More on Stools

I thought I’d just add a bit about my stools.  For the most part, I make these stools to order.  I make a milking stool which is about the height of a chair (16″ or thereabouts) or, depending on how it will be used, a little shorter.

Here's one of the milking stools shown at the Wake Forest Farmer's Market
Here’s one of the milking stools shown at the Wake Forest Farmer’s Market

The taller stools begin at about 20 or 21″ tall and can be made up to 29″ tall.  I use a variety of domestic hardwoods to make the stools, and I often combine different woods in order to contrast the colors and grain patterns.  I vary the turnings on legs and stretchers to add visual interest.

2 stools for blog
The stool on the left is made of walnut, cherry, and maple and is 23″ tall. The stool on the right is made of maple and walnut and is 28″ tall.

The stretchers are joined to the legs with straight through wedged mortise and tenon joints.  I often use wedges of contrasting woods to emphasize the joinery.

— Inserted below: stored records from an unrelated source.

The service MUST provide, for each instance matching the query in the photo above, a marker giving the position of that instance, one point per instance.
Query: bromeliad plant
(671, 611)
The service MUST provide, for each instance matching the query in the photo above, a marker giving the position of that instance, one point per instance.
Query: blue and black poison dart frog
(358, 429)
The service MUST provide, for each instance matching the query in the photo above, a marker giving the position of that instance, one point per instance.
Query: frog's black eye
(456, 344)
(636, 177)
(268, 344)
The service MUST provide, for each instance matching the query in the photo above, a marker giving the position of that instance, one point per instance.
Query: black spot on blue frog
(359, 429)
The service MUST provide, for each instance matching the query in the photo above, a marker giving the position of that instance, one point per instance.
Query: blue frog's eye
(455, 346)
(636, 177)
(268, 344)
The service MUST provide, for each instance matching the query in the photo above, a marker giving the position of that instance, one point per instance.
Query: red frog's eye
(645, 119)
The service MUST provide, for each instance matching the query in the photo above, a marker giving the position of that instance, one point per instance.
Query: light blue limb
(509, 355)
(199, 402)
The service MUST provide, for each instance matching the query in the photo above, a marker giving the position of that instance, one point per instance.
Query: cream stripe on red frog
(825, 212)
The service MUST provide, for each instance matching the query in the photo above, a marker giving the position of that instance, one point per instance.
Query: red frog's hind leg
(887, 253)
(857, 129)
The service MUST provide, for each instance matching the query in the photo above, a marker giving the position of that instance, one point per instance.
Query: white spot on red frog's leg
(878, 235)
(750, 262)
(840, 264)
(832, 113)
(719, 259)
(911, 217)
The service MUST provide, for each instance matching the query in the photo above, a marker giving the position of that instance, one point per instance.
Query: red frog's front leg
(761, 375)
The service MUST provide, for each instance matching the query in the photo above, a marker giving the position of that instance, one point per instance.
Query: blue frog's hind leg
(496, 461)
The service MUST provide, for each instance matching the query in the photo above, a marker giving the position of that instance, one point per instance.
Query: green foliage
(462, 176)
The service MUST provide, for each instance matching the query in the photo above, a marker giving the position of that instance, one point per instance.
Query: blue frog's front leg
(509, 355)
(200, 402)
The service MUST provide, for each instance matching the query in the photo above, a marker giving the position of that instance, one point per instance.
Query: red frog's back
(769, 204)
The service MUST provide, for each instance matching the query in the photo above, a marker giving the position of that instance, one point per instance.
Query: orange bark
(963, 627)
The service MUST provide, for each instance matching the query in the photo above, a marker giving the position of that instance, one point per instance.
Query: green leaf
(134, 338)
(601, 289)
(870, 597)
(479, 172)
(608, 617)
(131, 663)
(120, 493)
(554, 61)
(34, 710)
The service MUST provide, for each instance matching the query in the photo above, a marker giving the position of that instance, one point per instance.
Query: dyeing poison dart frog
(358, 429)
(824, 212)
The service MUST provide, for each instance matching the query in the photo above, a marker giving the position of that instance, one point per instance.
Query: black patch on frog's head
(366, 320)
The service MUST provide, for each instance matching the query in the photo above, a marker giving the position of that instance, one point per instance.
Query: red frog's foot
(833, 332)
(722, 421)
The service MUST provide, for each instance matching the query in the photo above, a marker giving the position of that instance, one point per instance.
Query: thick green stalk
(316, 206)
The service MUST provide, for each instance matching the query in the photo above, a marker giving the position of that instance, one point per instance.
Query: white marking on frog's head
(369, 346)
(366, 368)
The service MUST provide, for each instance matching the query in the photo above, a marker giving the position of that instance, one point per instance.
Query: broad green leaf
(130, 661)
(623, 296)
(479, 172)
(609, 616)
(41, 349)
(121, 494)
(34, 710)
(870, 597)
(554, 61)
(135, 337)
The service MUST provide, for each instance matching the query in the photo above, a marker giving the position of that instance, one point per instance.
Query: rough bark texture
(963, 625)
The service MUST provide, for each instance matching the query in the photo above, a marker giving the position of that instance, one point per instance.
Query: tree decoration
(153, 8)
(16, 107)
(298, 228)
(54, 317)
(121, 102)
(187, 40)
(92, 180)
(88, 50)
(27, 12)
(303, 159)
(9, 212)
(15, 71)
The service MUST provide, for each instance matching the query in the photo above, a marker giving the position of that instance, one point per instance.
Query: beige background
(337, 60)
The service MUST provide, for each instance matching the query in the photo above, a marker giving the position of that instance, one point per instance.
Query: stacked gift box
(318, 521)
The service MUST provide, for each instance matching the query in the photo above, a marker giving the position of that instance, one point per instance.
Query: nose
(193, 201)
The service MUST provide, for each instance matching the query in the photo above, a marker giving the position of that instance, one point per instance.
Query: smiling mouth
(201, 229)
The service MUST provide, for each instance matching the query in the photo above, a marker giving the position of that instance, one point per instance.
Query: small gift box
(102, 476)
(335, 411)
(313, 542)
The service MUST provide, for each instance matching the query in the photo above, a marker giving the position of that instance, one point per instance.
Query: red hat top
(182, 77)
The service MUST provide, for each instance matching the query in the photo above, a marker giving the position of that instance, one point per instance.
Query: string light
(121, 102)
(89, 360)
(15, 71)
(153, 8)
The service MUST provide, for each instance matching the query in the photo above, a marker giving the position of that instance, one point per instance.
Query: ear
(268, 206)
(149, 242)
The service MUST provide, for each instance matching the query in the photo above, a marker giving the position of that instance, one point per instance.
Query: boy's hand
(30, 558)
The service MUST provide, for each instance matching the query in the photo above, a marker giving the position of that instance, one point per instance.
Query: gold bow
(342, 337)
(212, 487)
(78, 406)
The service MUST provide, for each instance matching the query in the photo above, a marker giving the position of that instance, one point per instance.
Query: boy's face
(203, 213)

 through wedged mortise and tenon

The legs are joined to the seat using a tapered through wedged mortise and tenon joint.  This means that the tenon is larger on the bottom than it is on the top.  Thus sitting on the stool exerts force on the joint that would tend to tighten it rather than cause it to fail.  (In practice, I don’t see this joint moving much in use.)  I also use a wedge in these joints that is wider than the tenon.  This keys the joint, making it resistant to failure from twisting.

This is a maple stool seat with walnut legs.
This is a maple stool seat with walnut legs.

Here’s a set of stools made for a friend’s house at Bald Head Island.

Walnut seats and stretchers with hickory legs and wedges.
Walnut seats and stretchers with hickory legs and wedges.